I browsed to the site directly and looked at the HTTP headers using curl. I noticed it was setting a cookie with a PHP session ID - of course! start_session() was being called in an include of tiki, and start_session sets a cookie. Pages with cookies aren't going to be cached by most real-world caches. So, I made start_session() conditional, and arranged for it to run only on pages I knew needed access to the session data.
The machine was doing fewer requests now, but the IO still was hurting hard. I reached for my strace output, and saw a bunch of :
open("/var/local/tiki/lang/es/language.php", O_RDONLY) = 7
Gross!
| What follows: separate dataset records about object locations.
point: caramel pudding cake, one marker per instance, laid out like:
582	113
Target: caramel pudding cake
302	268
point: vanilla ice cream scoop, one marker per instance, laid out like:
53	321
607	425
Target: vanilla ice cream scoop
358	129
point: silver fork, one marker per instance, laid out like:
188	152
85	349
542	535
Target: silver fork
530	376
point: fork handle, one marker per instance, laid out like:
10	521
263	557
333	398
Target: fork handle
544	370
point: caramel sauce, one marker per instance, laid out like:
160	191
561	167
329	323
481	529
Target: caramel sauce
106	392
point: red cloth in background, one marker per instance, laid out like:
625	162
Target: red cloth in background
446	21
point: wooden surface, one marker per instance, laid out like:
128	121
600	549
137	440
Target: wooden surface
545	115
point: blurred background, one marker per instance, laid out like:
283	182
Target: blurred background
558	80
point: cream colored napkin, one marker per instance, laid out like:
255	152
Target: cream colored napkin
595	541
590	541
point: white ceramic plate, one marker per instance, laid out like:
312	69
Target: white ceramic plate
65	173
Worse still, it was crawling through in the include path several times before finding the file, causing several expensive filesystem syscalls per request, all to load, and compile, this roughly 300KB file.
I went and found the code that was causing this:

function tra($content, $lg='') {
global $lang_use_db;
global $language;
if ($lang_use_db != 'y') {
if ($lg == "" || $lg == $language) {
global $lang;
include_once("lang/$language/language.php");
}
else
include ("lang/$lg/language.php");

Opcode caches are known to not play well with conditional includes such as include_once or an include inside of a branch, and this function didn't have a shortage of this problem. The kicker? All the language.php files were doing was setting a $lang array. It was a perfect job for memcached.

function tra($content, $lg='') {
global $lang_use_db;
global $language;
global $memcache_obj;
global $lang;
if(empty($lg)) $lg = $language;
if ($lang_use_db != 'y') {
if(!$lang) {
$lang = memcache_get($memcache_obj, $lg);
}
if(!$lang) {
include ("lang/$lg/language.php");
memcache_set($memcache_obj, $lg, $lang, 0, 600);
}

And at the top of the file somewhere, I created a $memcache_obj object with memcached_pconnect. Instantly, the load on the machine dropped, and the problem them became mysql threads, and not apache threads.
Tikiwiki (mis)uses a tiki_searchindex table, and while I now have some idea of what this does, exactly, there were aspects of what I saw and read in the code that are still bizarre to me. The important things to note, however, is that the database was almost constantly doing inserts and deletes on this table, and the content of the table was an index for searching. I pruned the table a bit and recreated the table with the MEMORY engine, and the performance increased markedly.
That was enough to keep the site online. I was able to go in to this application - without any prior exposure to Tiki - and through simple analysis of what the machine was actually doing, able to make surgical changes to the codebase to get the extra oomph that the system needed. In the end, most of what I did wouldn't have been possible were it not for strace(1). I should point out for the BSD users in the crowd, ktrace(1) works very well for me and is less buggy than the procfs-based strace port, or at least on FreeBSD.